As part of our DR solution, we have attempted to enable log shipping for a heavy transaction load database. While the configuration completes successfully, the first transaction log backup job to kick off after the completion of the log shipping configuration runs continuously and grows exponentially in size. On one occasion, that first transaction log backup job ran for 12 hours with a file size 3X greater than the 27 GB full backup file for the database. We killed that process. Recently, we tried a twist on the approach using a differential as explained below, but the transaction log backup job still ran with an ever growing file size.

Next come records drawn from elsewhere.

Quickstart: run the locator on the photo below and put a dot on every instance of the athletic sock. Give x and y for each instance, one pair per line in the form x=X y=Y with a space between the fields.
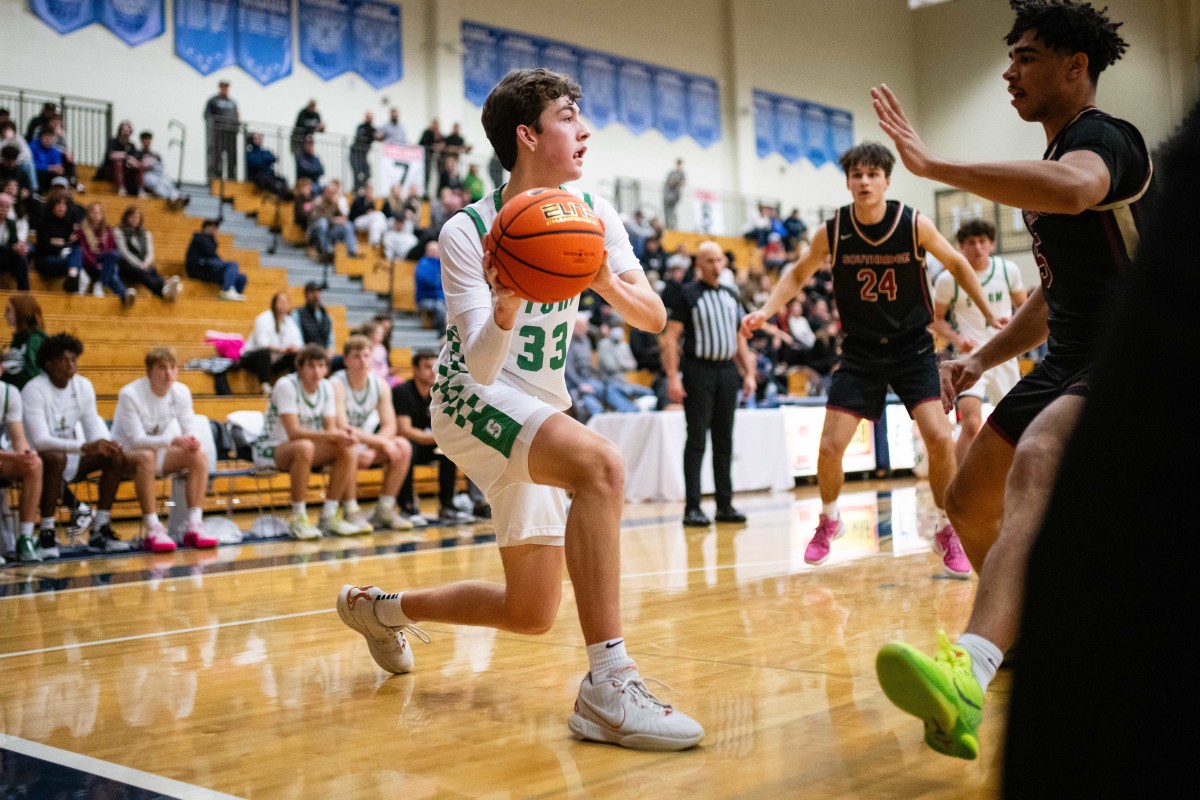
x=985 y=657
x=606 y=656
x=390 y=612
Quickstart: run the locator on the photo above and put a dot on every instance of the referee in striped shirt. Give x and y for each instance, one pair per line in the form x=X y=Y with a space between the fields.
x=702 y=343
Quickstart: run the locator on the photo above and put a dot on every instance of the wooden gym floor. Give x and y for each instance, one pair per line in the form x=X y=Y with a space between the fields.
x=229 y=674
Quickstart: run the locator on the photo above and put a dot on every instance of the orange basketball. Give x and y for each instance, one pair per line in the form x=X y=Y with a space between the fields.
x=546 y=244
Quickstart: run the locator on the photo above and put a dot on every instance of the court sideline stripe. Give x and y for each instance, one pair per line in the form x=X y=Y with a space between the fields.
x=112 y=771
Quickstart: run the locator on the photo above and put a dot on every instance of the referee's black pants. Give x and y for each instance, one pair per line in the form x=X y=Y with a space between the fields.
x=708 y=405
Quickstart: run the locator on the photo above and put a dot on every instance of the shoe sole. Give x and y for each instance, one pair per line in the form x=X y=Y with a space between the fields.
x=343 y=611
x=585 y=728
x=905 y=681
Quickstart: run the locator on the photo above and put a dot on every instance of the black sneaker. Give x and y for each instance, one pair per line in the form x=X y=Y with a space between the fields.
x=103 y=540
x=47 y=545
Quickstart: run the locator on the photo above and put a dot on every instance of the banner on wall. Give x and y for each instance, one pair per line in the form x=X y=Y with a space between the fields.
x=204 y=34
x=64 y=16
x=639 y=95
x=264 y=38
x=797 y=128
x=405 y=164
x=133 y=22
x=377 y=43
x=325 y=36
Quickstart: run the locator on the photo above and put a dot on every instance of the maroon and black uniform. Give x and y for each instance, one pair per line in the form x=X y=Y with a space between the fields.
x=1083 y=260
x=882 y=295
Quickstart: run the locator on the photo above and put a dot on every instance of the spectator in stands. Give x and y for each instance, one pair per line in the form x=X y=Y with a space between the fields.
x=591 y=394
x=203 y=263
x=448 y=174
x=307 y=124
x=473 y=185
x=672 y=190
x=136 y=247
x=309 y=163
x=412 y=402
x=121 y=164
x=41 y=120
x=366 y=216
x=54 y=403
x=101 y=259
x=313 y=320
x=433 y=143
x=154 y=179
x=47 y=160
x=400 y=241
x=154 y=420
x=221 y=125
x=301 y=205
x=58 y=253
x=261 y=168
x=430 y=296
x=24 y=317
x=797 y=232
x=11 y=169
x=393 y=131
x=9 y=136
x=13 y=248
x=329 y=223
x=273 y=346
x=364 y=137
x=300 y=432
x=364 y=405
x=21 y=464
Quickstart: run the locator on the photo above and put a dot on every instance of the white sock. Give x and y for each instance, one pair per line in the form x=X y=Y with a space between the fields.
x=985 y=657
x=604 y=657
x=390 y=612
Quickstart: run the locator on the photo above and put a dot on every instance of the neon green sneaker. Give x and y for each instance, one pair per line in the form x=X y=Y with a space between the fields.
x=942 y=692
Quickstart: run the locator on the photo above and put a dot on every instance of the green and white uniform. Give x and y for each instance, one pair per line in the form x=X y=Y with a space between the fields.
x=999 y=282
x=486 y=429
x=289 y=397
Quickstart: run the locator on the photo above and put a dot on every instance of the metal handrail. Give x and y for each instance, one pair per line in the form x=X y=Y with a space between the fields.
x=181 y=140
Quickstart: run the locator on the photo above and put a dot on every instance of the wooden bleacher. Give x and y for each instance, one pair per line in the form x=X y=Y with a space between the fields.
x=115 y=338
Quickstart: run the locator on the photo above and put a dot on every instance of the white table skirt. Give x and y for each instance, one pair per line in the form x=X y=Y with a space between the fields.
x=653 y=441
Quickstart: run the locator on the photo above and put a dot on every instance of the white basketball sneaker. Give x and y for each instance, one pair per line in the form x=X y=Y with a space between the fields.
x=388 y=645
x=621 y=710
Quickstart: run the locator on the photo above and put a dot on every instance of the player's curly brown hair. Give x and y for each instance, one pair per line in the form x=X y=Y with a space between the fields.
x=1071 y=26
x=517 y=100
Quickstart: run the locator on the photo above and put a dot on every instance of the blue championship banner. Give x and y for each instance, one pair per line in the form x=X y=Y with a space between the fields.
x=133 y=22
x=325 y=37
x=377 y=43
x=64 y=16
x=204 y=34
x=264 y=38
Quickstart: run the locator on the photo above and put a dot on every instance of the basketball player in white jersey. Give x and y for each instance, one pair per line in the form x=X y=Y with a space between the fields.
x=497 y=411
x=301 y=432
x=19 y=462
x=364 y=405
x=1001 y=281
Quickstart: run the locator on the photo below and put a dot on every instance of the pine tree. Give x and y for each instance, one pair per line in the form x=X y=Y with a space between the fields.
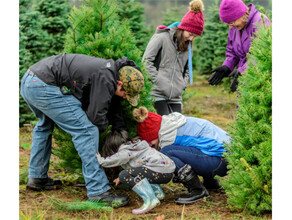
x=96 y=30
x=42 y=26
x=54 y=22
x=249 y=182
x=133 y=11
x=173 y=14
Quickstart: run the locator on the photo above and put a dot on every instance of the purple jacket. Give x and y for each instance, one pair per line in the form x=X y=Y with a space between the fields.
x=238 y=43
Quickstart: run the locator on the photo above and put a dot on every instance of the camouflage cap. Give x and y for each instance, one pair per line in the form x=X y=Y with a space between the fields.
x=133 y=83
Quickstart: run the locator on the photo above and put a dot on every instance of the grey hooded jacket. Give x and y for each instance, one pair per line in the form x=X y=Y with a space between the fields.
x=138 y=154
x=168 y=79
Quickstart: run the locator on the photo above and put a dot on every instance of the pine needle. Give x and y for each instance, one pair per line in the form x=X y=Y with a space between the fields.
x=80 y=205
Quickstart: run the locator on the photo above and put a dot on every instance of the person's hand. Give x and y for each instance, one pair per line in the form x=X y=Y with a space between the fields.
x=117 y=181
x=220 y=73
x=234 y=74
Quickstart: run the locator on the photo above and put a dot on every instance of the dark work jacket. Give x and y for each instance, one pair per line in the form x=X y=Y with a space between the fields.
x=93 y=81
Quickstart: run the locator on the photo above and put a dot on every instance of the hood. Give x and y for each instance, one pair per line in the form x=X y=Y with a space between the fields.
x=252 y=13
x=168 y=130
x=132 y=145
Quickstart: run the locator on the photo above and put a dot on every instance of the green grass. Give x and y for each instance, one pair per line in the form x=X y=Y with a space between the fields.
x=25 y=145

This process was run during weekend low use hours
7:46 am – log shipping configuration kicks off
9:32 am – backup file is stored in network share folder. File size is 26.1 GB
9:30 pm – Log shipping configuration completes. – I disable the log shipping backup, copy, and restore jobs
9:31 pm – I enter command to backup database with differential
9:33 pm – Differential completes with a file size of 768 MB. – I re-enable the backup and copy jobs to get that process moving along after the differential – I copy the differential file to the secondary location
9:45 pm – The first transaction log backup job kicks off
9:59 pm – After the Differential file is copied, I restore the database on Secondary using the differential
11:02 pm – The restore of the differential is still running – The transaction log backup job that was created at 9:45 am is still running with a file size of 28 GB and still growing.
We ultimately killed this process due to space issues as the transaction log backup job never completed.
Has anyone experienced this scenario before? Is there anything we could change to improve the process time on the transaction log backup job? Given the heavy transaction load, I wonder if it would be best to implement an alternative DR solution for this particular database.
I know this may be old,but adding some pointers which will help you.
1.When database is set to Bulklogged recovery model,Tlog will contain copy of data files too,so your Tlogs size will be big
2.further you might want to check what is happening during backups and restores using below trace flags.
dbcc traceon(3004,3605,-1)
3.Same trace flag can be applied to restore as well
4.further if restore is taking some much time,this might be due to huge transactions which are rolledback.See below link for more details
http://www.sqlskills.com/blogs/paul/why-could-restoring-a-log-shipping-log-backup-be-slow/
5.You also can enable Instant file initilization to speedup restores as this will help in growing data files instantly
you also can check if there is network latency by using perfmon counters.